As filed with the Securities and Exchange Commission on July 31, 2017
Registration No. 333-193672
 

UNITED STATES
SECURITIES AND EXCHANGE COMMISSION
Washington, D.C. 20549

POST-EFFECTIVE AMENDMENT NO. 1 TO FORM S-8
REGISTRATION STATEMENT NO. 333-193672
UNDER
THE SECURITIES ACT OF 1933

Intrawest Resorts Holdings, Inc.
(Exact name of registrant as specified in its charter)

Delaware
46-3681098
(State or Other Jurisdiction of Incorporation or Organization)
(IRS Employer Identification No.)
1621 18th Street, Suite 300
Denver, Colorado 80202
 (Address, including Zip Code, of Registrant’s Principal Executive Offices)

INTRAWEST RESORTS HOLDINGS, INC. 2014 OMNIBUS INCENTIVE PLAN
(Full Title of the Plan)

Karen Sanford
Chief General Counsel
Intrawest Resorts Holdings, Inc.
1621 18th Street, Suite 300
Denver, Colorado 80202
(303) 749-8200
(Name, Address, including Zip Code, and Telephone Number, including Area Code, of Agent for Service)

Copy to:

Paul Hilton
Hogan Lovells US LLP
1601 Wewatta St., Suite900
Denver, Colorado 80202
(303) 889-7300


Indicate by check mark whether the registrant is a large accelerated filer, an accelerated filer, a non-accelerated filer, or a smaller reporting company:


         
Large accelerated filer
 
 
Accelerated filer
         
Non-accelerated filer
 ☐
  (Do not check if a smaller reporting company)
Smaller reporting company
         
     
Emerging growth company

If an emerging growth company, indicate by check mark if the registrant has elected not to use the extended transition period for complying with any new or revised financial accounting standards provided pursuant to Section 7(a)(2)(B) of the Securities Act.

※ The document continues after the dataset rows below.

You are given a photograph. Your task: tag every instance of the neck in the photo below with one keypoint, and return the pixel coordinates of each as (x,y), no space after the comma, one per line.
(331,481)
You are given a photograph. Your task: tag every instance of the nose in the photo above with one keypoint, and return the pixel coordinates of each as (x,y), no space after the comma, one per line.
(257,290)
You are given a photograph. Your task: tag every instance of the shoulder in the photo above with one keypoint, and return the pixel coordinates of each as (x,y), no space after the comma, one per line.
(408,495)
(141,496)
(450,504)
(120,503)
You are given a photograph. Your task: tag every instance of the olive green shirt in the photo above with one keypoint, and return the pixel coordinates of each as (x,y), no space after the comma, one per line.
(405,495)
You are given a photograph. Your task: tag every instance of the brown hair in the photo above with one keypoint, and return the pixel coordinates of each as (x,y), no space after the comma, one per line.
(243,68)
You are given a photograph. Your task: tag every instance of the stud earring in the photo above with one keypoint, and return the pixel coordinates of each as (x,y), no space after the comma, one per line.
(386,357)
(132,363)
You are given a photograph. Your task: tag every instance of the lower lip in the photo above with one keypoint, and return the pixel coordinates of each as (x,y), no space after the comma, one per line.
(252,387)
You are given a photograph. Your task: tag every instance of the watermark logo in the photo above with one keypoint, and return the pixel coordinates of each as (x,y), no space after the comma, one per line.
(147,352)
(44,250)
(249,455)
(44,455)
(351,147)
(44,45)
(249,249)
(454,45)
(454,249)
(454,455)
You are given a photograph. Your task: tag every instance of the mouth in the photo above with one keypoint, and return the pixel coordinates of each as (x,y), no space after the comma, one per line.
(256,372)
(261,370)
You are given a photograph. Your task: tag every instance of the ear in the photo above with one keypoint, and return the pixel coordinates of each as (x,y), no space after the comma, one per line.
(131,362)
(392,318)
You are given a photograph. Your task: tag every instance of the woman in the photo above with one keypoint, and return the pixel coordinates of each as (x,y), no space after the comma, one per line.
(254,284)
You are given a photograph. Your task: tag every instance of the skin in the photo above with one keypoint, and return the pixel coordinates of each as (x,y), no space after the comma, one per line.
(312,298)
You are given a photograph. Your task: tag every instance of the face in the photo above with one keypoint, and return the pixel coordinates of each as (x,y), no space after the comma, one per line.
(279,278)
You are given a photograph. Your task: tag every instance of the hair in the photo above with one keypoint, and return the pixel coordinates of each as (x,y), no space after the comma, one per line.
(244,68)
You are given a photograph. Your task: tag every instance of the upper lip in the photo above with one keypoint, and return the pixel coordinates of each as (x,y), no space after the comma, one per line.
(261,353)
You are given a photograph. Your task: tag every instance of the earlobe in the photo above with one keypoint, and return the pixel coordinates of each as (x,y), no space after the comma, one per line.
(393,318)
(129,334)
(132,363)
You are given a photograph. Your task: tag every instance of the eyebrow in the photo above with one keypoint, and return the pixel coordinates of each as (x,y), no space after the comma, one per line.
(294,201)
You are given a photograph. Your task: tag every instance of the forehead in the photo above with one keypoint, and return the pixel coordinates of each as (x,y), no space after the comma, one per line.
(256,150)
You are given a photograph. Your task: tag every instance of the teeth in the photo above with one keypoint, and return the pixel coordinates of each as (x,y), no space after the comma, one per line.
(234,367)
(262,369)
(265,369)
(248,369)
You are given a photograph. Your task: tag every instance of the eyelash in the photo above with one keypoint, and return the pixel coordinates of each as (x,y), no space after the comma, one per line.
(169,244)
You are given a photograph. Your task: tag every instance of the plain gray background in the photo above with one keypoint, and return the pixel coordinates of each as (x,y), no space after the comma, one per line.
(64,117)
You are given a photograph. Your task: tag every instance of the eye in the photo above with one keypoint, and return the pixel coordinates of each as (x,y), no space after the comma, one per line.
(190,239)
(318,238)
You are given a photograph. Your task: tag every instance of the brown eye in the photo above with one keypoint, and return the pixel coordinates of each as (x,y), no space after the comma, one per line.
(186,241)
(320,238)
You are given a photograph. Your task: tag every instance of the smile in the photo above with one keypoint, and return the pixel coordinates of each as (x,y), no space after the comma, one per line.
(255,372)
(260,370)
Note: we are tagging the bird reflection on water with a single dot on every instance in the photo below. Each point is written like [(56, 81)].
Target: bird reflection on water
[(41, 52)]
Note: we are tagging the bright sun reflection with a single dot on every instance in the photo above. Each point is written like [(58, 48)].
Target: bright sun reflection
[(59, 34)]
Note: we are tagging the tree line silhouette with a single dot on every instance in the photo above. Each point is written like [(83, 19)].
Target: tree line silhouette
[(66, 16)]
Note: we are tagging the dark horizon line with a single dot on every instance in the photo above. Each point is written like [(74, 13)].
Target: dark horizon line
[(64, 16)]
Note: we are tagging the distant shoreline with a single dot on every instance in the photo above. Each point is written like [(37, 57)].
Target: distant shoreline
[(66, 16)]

DEREGISTRATION OF UNSOLD SECURITIES

This Post-Effective Amendment relates to the Registration Statement on Form S-8 (No. 333-193672) (the “Registration Statement”), filed by Intrawest Resorts Holdings, Inc., a Delaware corporation (the “Company”), with the Securities and Exchange Commission on January 30, 2014, which registered the offering of an aggregate of 4,500,700 shares of the Company’s common stock, $0.01 par value.

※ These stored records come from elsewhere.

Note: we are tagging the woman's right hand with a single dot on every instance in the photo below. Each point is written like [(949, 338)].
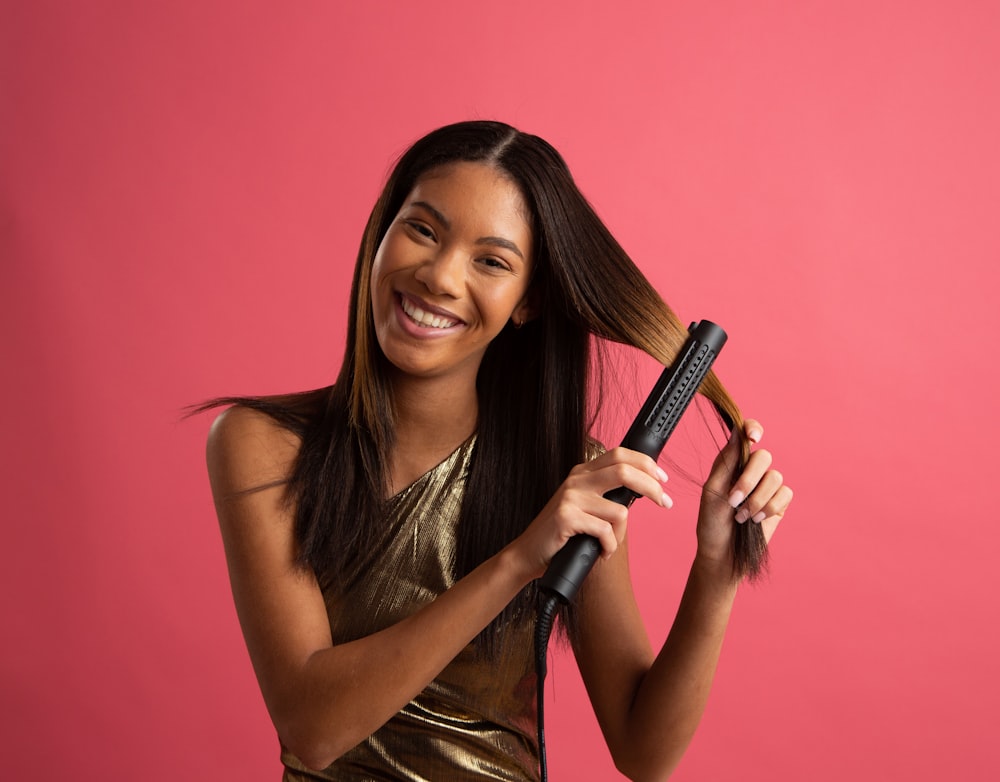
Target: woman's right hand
[(578, 507)]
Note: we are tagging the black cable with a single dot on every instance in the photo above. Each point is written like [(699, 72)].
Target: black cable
[(543, 629)]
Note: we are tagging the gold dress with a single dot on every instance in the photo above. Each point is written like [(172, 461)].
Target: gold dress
[(477, 720)]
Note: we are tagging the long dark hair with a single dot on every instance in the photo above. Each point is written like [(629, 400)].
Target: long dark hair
[(533, 382)]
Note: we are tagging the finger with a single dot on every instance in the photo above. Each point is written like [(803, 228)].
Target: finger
[(753, 430), (757, 465), (724, 467), (776, 511), (757, 505), (635, 471)]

The Company, Hawk Holding Company, LLC, a Delaware limited liability company (“Parent”), Hawk Holding Company, Inc., a Delaware corporation (“HHC”) and Hawk Merger Sub, Inc., a Delaware corporation and a wholly owned subsidiary of Parent (“Merger Sub”), entered into an Agreement and Plan of Merger (the “Merger Agreement”), dated as of April 7, 2017. Pursuant to the Merger Agreement, Merger Sub merged with and into the Company (the “Merger”), with the Company surviving the Merger as a wholly-owned subsidiary of Parent, upon the terms and subject to the conditions set forth in the Merger Agreement.

The Merger became effective on July 31, 2017.

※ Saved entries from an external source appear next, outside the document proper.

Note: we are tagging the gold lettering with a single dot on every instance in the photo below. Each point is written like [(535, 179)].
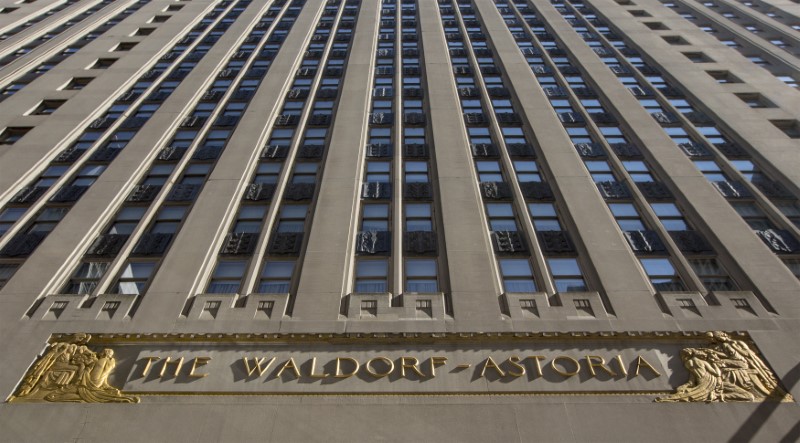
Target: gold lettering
[(256, 365), (538, 359), (436, 361), (490, 363), (167, 361), (622, 367), (576, 363), (371, 370), (199, 361), (514, 361), (641, 362), (591, 359), (289, 364), (312, 374), (148, 364), (413, 366), (339, 373)]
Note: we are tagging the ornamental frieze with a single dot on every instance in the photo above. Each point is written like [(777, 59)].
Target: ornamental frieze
[(668, 367)]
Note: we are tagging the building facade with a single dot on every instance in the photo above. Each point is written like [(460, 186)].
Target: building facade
[(444, 220)]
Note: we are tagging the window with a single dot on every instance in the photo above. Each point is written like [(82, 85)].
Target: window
[(168, 219), (6, 272), (567, 276), (627, 216), (755, 100), (698, 57), (712, 274), (662, 274), (372, 276), (544, 216), (124, 46), (375, 217), (723, 77), (126, 220), (753, 215), (421, 275), (292, 218), (517, 275), (102, 63), (656, 26), (11, 135), (789, 127), (85, 278), (792, 263), (276, 277), (250, 218), (134, 277), (675, 40), (47, 107), (670, 216), (77, 83), (227, 277), (418, 217), (10, 216), (501, 217)]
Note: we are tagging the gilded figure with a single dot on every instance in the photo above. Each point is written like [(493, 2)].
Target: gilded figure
[(71, 372), (726, 371)]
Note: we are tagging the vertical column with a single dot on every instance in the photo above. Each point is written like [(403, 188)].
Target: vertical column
[(326, 269), (763, 268), (197, 241), (618, 271), (473, 278)]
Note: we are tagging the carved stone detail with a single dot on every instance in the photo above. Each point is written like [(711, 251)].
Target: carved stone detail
[(70, 372), (726, 370)]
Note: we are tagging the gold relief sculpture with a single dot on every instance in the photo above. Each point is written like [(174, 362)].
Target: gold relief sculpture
[(71, 372), (726, 371)]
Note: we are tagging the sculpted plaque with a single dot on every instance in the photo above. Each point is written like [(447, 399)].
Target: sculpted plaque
[(668, 367)]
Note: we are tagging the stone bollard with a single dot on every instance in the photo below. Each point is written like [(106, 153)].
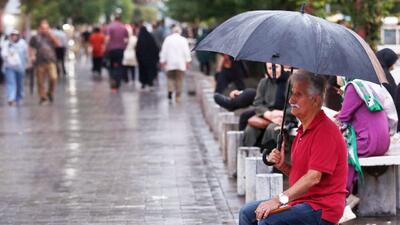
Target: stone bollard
[(209, 110), (190, 83), (223, 117), (268, 185), (253, 166), (216, 109), (233, 140), (224, 143), (243, 153), (378, 194)]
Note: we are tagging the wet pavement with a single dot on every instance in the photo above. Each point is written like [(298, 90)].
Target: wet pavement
[(94, 157)]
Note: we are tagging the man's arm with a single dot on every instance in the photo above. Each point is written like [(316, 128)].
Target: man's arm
[(311, 178)]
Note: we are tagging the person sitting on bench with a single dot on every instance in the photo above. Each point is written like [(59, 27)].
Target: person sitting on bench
[(317, 175)]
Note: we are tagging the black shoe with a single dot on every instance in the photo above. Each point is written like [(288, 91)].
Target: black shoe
[(223, 101), (50, 97), (42, 101)]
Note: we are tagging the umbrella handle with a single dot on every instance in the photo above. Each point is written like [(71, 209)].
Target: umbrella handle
[(281, 137), (281, 132)]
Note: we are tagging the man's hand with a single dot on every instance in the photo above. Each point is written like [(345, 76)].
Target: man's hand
[(234, 93), (274, 116), (162, 66), (264, 208), (277, 157)]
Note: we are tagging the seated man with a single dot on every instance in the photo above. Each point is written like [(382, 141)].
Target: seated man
[(268, 105), (317, 176)]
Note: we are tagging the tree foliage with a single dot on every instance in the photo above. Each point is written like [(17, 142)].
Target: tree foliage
[(366, 15), (77, 11)]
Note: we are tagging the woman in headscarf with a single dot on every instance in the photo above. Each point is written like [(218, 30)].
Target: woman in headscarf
[(388, 58), (365, 123), (147, 54)]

In connection with the Merger, further offerings pursuant to the Registration Statement have been terminated. Accordingly, pursuant to the undertaking contained in the Registration Statement to remove from registration by means of a post-effective amendment any of the securities that remain unsold at the termination of the offering, the Company hereby removes from registration the securities registered under the Registration Statement that remain unsold under the above listed Registration Statement as of the filing date of this Post-Effective Amendment.


SIGNATURES

Pursuant to the requirements of the Securities Act of 1933, as amended, the registrant certifies that it has reasonable grounds to believe that it meets all of the requirements for filing on Form S-8 and has duly caused this Post-Effective Amendment to the Registration Statement to be signed on its behalf by the undersigned, thereunto duly authorized, in the City of Denver, State of Colorado, on July 31, 2017.


 
INTRAWEST RESORTS HOLDINGS, INC.
 
By:
/s/ Travis Mayer
     
 
Name:
Travis Mayer
 
Title:
Executive Vice President, Chief Financial Officer and Treasurer

Note: No other person is required to sign this Post-Effective Amendment to the Registration Statement in reliance on Rule 478 under the Securities Act of 1933, as amended.